We performed immunofluorescence labeling of tissues, followed by hydrogel embedding, tissue expansion and time-stacked image acquisition with WFM. Subsequent computational processing using the SRRF algorithm yielded super-resolved images. To define the resolution range, nanorulers (synthetic molecules containing two fluorescent dyes at precisely predefined distances) were expanded and imaged in a similar fashion to tissues.

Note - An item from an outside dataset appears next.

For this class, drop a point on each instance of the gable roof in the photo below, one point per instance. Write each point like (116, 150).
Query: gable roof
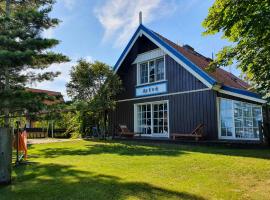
(58, 96)
(196, 64)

Automated image analysis of the slit diaphragm (SD) was performed using a multi-step process including region of interest- and ridge-detection, followed by SD-density and dilatation measurements using both, custom and open-source tools.

Results

In a set of nanorulers, ExSRRF displayed non-overlapping point-spread functions at distances between 120nm and 25nm, thus providing a resolution of at least 25nm. ExSRRF was applied across a broad range of formalin-fixed paraffin-embedded clinical and experimental tissues. In an experimental model of renal ischemia-re-perfusion injury, ExSRRF resolved endoplasmatic reticular dilatation. In human kidney biopsies, ExSRRF resolved normal foot processes (FP) and detected FP effacement as a diagnostic feature of minimal change disease (MCD). In a small case series, ExSRRF resolved the SD and provided quantitative changes and a morphological disease signature of MCD.

Conclusion

ExSRRF is a flexible, scalable, inexpensive, and robust method for the molecular characterization of experimental and clinical specimens and thus has the potential to bridge SRM and both clinical and experimental pathology, enabling universal access to molecular nanopathology.